Ce l’ha fatta, seppur con molta più fatica del previsto. Ora Giuseppe Sala dovrà far quadrare problemi e promesse. Il primo problema è l’eventuale ineleggibilità: era ancora commissario Expo (dunque ineleggibile a sindaco), quando il 3 febbraio e poi ancora il 27 aprile 2016 – tre mesi dopo le dimissioni mandate a Palazzo Chigi ma mai perfezionate – firmava i rendiconti economici dell’esposizione universale? La domanda ora è depotenziata dal fatto che i radicali che l’avevano formulata si sono apparentati con Sala e Marco Cappato punta a entrare in giunta.

Più complicato il rebus delle promesse. Per tenere insieme la squadra e le molte diverse ambizioni, e poi per allargare il consenso al ballottaggio, Sala ha dovuto accarezzare svariate pretese. Riuscirà a mantenere gli impegni? La poltrona di vicesindaco andrà molto probabilmente a Cristina Tajani. Più che per le preferenze raccolte al primo turno (1.285), per un altro paio di motivi: perché il vicesindaco dev’essere donna e perché, pur provenendo da Sel, Tajani è tra i primi ad aver abbandonato Giuliano Pisapia per passare a Sala. Sarà sicuramente premiato Pierfrancesco Majorino, determinante per la vittoria di Sala alle primarie, poi primo per preferenze (7.582), nonché copertura a sinistra di Mr. Expo. Non gli dispiacerebbe fare lui il vicesindaco, ma si vedrà se prevarrà l’impegno alla parità di genere.

Un assessorato dovrà andare agli altri campioni delle preferenze: Pierfrancesco Maran (5.193), Marco Granelli (3.183) e Carmela Rozza (3.075), tutti e tre già nella giunta Pisapia, Maran ai trasporti, Granelli alla sicurezza e Rozza ai lavori pubblici. Probabile new entry, Anna Scavuzzo, iper-renziana e con una buona dote di preferenze (2.216). Un personaggio chiave dell’amministrazione Sala sarà Gianni Confalonieri, che Pisapia aveva delegato come plenipotenziario del Comune per Expo, che negli anni scorsi ha stretto un rapporto fortissimo con l’ex amministratore delegato dell’esposizione e che ora, per decreto del governo, l’ha sostituito come commissario Expo.
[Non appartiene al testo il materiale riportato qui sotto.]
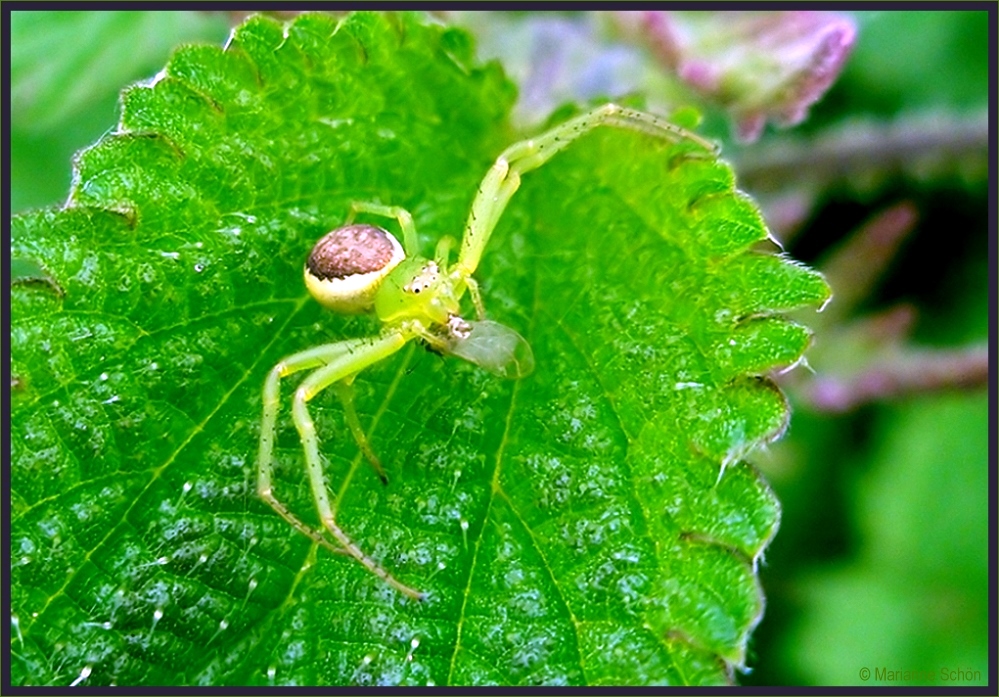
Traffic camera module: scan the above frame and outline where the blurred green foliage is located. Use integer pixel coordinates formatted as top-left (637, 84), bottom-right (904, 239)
top-left (10, 12), bottom-right (994, 685)
top-left (742, 12), bottom-right (994, 687)
top-left (9, 11), bottom-right (229, 213)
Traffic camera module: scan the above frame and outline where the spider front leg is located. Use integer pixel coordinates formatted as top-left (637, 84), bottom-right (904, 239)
top-left (257, 330), bottom-right (423, 600)
top-left (455, 104), bottom-right (717, 278)
top-left (257, 343), bottom-right (364, 554)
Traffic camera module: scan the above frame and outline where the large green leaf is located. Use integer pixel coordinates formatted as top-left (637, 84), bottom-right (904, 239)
top-left (10, 14), bottom-right (828, 685)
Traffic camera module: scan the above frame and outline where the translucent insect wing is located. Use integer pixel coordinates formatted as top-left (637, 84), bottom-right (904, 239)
top-left (450, 320), bottom-right (534, 380)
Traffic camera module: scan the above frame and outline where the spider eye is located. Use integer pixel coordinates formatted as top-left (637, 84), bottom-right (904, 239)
top-left (404, 261), bottom-right (440, 295)
top-left (304, 225), bottom-right (406, 314)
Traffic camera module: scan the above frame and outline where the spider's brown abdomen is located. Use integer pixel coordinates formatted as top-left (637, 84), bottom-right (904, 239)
top-left (304, 224), bottom-right (406, 314)
top-left (305, 224), bottom-right (395, 281)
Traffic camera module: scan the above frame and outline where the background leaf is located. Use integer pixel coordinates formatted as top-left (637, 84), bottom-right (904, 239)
top-left (9, 10), bottom-right (229, 212)
top-left (11, 14), bottom-right (828, 684)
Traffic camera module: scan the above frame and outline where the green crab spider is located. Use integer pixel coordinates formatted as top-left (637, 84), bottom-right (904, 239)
top-left (257, 104), bottom-right (715, 600)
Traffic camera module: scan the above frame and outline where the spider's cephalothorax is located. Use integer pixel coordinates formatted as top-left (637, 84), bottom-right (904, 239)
top-left (257, 104), bottom-right (714, 600)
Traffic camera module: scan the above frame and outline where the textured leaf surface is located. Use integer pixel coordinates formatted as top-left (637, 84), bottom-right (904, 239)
top-left (10, 15), bottom-right (828, 685)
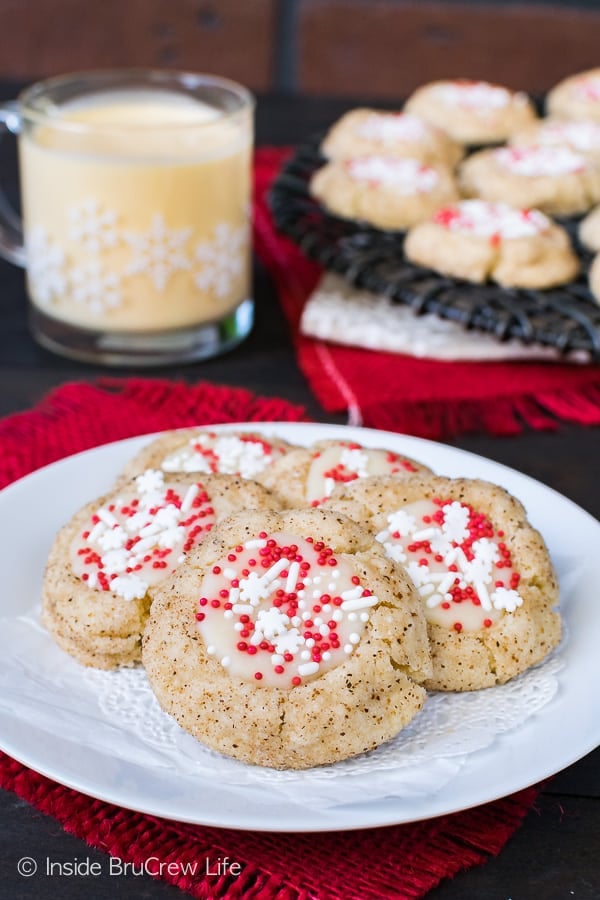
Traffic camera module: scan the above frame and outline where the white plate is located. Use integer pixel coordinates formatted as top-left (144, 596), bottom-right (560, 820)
top-left (0, 423), bottom-right (600, 831)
Sala ieri si è preso un po’ di tempo per decidere: “Sette giorni. Al massimo entro lunedì prossimo Milano avrà una nuova giunta”. Con un numero pari di uomini e di donne, promette, e “piani per i prossimi cinque-dieci anni”. Tre priorità di programma. Innanzitutto le periferie: “Voglio tenere io la delega per le case popolari, perché voglio curare in prima persona questo aspetto”. A cui terrebbe invece molto Carmela Rozza. Poi “la politica ambientale, il traffico e la sostenibilità, con una visione di lungo termine, che collochi Milano al livello più alto tra le città contemporanee”.

Terzo elemento, il “modello Londra”: “attrarre investimenti dall’estero, portare studenti stranieri nelle università milanesi e sviluppare il turismo internazionale”. È il tema su cui ha studiato l’ex assessore al commercio Franco D’Alfonso, ex “arancione” di Pisapia passato armi e bagagli a Sala, ma con scarsa dote elettorale (solo 717 preferenze). È probabile che Sala abbia in mente una figura più manageriale e più internazionale. Per complicare il puzzle, che già ha molti più pezzi che caselle dove inserirli, il neo sindaco annuncia l’arrivo di “personalità esterne”: vuole coinvolgere “risorse di alta qualità dall’esterno perché la politica può avere grande contributo da persone che conoscono Milano e hanno capacità. Ascolteremo tutti e poi il sindaco deciderà”. Quanti saranno gli scontenti? Entro sette giorni lo sapremo.

Infinito l’elenco delle promesse elettorali e dei dossier da affrontare. Abbassare le tasse alzando l’esenzione dell’addizionale Irpef da 21 a 28 mila euro. Recuperare i quartieri popolari con 130 milioni d’investimenti. Riaprire i Navigli. Investire contro le povertà e per il reddito di maternità. Regolarizzare il centro sociale Leoncavallo. Il bando per la moschea. I soldi per le metropolitane M4 e M5. Vendere quote delle partecipate. E infine tre gigantesche partite urbanistiche: decidere che cosa fare sull’area ex Expo, firmare un nuovo accordo con Fs sugli ex scali ferroviari, riutilizzare l’area Ortomercato. Con le lobby che sentono profumo d’affari e si preparano a sedersi alla tavola che sarà imbandita. Il modello Expo continua?